Let's do this as systematically as we can. Once you have finished writing the book, give yourself a break. A month is not bad. Then get back. Not to the book, but to a one-page synopsis of the book -from your memory. No re-reading. It would seem tough, but do it. Then boil it down to one para. It would seem impossible, but hang on, we want you to boil it down to one line – two lines at max. Now, only now will you find the essence of the book. When you get back to it, you’d be ready to weed out the meanderings unless, of course, they are the essence of your book!

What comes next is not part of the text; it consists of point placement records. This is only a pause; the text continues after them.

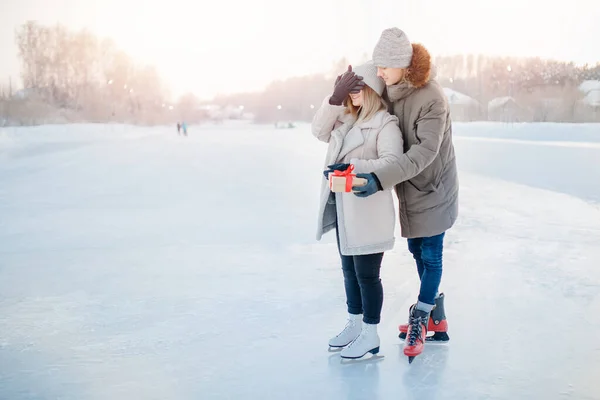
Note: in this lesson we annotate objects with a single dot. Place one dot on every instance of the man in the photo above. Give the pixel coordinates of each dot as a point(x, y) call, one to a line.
point(425, 177)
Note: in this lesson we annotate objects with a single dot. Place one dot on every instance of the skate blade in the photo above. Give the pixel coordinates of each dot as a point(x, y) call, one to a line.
point(372, 351)
point(437, 337)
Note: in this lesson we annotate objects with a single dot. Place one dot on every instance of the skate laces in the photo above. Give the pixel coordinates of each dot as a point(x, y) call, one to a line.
point(416, 328)
point(360, 337)
point(349, 325)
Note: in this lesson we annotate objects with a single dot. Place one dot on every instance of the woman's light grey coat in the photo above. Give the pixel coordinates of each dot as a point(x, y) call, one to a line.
point(366, 224)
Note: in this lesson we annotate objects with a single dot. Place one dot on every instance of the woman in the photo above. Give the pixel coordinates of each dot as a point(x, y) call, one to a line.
point(355, 122)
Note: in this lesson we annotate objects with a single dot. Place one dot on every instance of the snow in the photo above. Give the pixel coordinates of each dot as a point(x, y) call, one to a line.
point(455, 97)
point(499, 102)
point(138, 264)
point(589, 85)
point(592, 98)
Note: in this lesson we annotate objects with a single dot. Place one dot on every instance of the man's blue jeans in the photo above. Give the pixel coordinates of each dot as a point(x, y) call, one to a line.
point(427, 253)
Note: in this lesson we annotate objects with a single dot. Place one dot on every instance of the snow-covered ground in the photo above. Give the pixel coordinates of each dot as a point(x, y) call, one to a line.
point(136, 264)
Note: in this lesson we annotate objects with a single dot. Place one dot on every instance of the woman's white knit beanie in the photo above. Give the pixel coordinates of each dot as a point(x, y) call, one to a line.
point(393, 50)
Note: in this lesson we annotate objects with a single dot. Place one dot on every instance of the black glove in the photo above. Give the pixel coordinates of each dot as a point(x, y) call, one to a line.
point(347, 83)
point(371, 187)
point(335, 167)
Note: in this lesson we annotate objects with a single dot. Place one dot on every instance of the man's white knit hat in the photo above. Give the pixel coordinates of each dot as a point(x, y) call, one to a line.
point(393, 50)
point(368, 71)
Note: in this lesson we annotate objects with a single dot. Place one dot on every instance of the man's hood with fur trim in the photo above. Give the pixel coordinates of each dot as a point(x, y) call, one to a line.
point(418, 74)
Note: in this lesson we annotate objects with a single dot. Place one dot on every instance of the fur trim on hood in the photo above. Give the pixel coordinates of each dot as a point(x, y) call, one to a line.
point(419, 71)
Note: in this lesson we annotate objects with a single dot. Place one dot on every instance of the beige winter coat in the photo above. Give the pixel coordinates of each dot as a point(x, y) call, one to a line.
point(425, 177)
point(366, 224)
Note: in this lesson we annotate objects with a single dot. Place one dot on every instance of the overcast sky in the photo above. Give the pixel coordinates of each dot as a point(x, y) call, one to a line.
point(210, 47)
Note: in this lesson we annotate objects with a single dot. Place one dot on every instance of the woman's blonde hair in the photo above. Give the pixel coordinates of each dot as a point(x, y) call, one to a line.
point(372, 104)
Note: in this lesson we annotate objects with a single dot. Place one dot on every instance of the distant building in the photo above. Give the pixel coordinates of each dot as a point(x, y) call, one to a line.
point(507, 109)
point(589, 106)
point(462, 107)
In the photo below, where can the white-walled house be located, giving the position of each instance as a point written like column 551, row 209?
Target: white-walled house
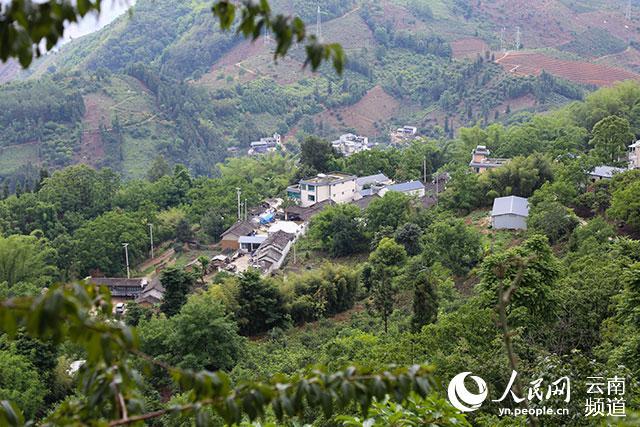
column 411, row 188
column 510, row 213
column 349, row 144
column 335, row 186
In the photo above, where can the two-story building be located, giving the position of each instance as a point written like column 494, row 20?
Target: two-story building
column 634, row 155
column 335, row 186
column 349, row 144
column 266, row 145
column 480, row 160
column 410, row 188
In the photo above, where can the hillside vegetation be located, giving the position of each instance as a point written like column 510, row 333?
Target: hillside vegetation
column 396, row 283
column 163, row 80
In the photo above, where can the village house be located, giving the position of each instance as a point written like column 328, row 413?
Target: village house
column 304, row 214
column 151, row 295
column 604, row 172
column 403, row 134
column 411, row 188
column 510, row 213
column 122, row 289
column 480, row 160
column 349, row 144
column 370, row 185
column 266, row 145
column 231, row 237
column 274, row 250
column 335, row 186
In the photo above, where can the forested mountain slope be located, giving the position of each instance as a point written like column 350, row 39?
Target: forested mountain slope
column 163, row 80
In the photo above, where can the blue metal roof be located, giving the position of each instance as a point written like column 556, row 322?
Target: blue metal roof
column 406, row 186
column 252, row 239
column 510, row 205
column 371, row 179
column 605, row 171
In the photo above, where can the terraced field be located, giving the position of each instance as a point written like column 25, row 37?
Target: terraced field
column 527, row 63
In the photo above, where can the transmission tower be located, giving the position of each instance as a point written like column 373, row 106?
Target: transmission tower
column 267, row 36
column 319, row 25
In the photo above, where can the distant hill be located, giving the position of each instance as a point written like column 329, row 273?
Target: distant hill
column 164, row 80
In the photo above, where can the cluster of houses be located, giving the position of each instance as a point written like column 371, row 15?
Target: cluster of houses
column 265, row 239
column 481, row 162
column 511, row 212
column 349, row 144
column 266, row 145
column 339, row 187
column 403, row 135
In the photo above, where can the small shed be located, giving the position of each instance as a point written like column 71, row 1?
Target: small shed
column 510, row 213
column 230, row 238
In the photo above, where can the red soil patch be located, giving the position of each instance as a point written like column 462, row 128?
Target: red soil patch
column 613, row 22
column 543, row 23
column 375, row 106
column 9, row 70
column 468, row 47
column 96, row 114
column 523, row 63
column 630, row 58
column 402, row 18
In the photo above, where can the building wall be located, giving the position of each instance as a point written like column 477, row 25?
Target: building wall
column 418, row 193
column 509, row 222
column 343, row 192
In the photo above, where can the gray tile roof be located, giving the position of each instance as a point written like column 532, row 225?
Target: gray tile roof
column 510, row 205
column 242, row 228
column 406, row 186
column 371, row 179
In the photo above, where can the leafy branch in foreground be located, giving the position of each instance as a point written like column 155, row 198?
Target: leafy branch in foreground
column 25, row 24
column 111, row 384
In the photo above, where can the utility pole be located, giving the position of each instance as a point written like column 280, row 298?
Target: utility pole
column 126, row 257
column 424, row 169
column 239, row 211
column 319, row 25
column 151, row 236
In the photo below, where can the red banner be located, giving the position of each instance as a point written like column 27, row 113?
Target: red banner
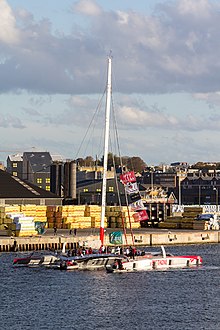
column 128, row 177
column 140, row 216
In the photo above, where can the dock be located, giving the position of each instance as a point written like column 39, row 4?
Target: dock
column 147, row 237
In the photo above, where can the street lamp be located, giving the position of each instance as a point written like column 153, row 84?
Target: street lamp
column 216, row 197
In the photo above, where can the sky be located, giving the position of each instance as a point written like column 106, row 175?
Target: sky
column 166, row 76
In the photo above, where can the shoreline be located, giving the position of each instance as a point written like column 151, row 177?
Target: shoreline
column 142, row 237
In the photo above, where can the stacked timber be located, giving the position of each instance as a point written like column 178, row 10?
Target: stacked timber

Then, only then, get down to what they teach at editing classes:
  1. Shorten sentences. Inserting a period into a long sentence cut its fog index in half.
  2. Take out the trash. Remove meaningless and unnecessary phrases inserted in the sentences.
  3. Deflate fat words. Most longer words consist of prefixes and suffixes grafted onto shorter roots. Get rid of the accretions, and watch the words sparkle.
  4. Reduce negatives. Every negation inserts a layer of opaqueness. Multiple negatives increase the difficulties exponentially.
  5. Eliminate the equations. Almost every use of the verb “to be” lowers the energy of the sentence a bit. Equating verbs reduce the energy level to zero. Find the real action in the sentence, and turn that word into a verb.
  6. Activate the passives. Passive verbs create passive readers. But all passive verbs started life as active transitive verbs. Convert them back again to increase energy and vitality.
  7. Lead with strength. Find the sentence, paragraph, or illustration that will best grab and hold the reader’s attention. Move it to the beginning. Shuffle the rest of the material as necessary.
  8. Tune up topic sentences. Old style paragraphing turns people off. Start a new paragraph every time you shift to a new point of view, and use the topic sentence to keep the thread of meaning flowing.

(Jim Taylor’s “Eight Step Editing”)

Don’t try to tackle all the steps at once. You would have to work through the text several times.  Each pass, preferably with a time lapse, adds a new dimension to the book.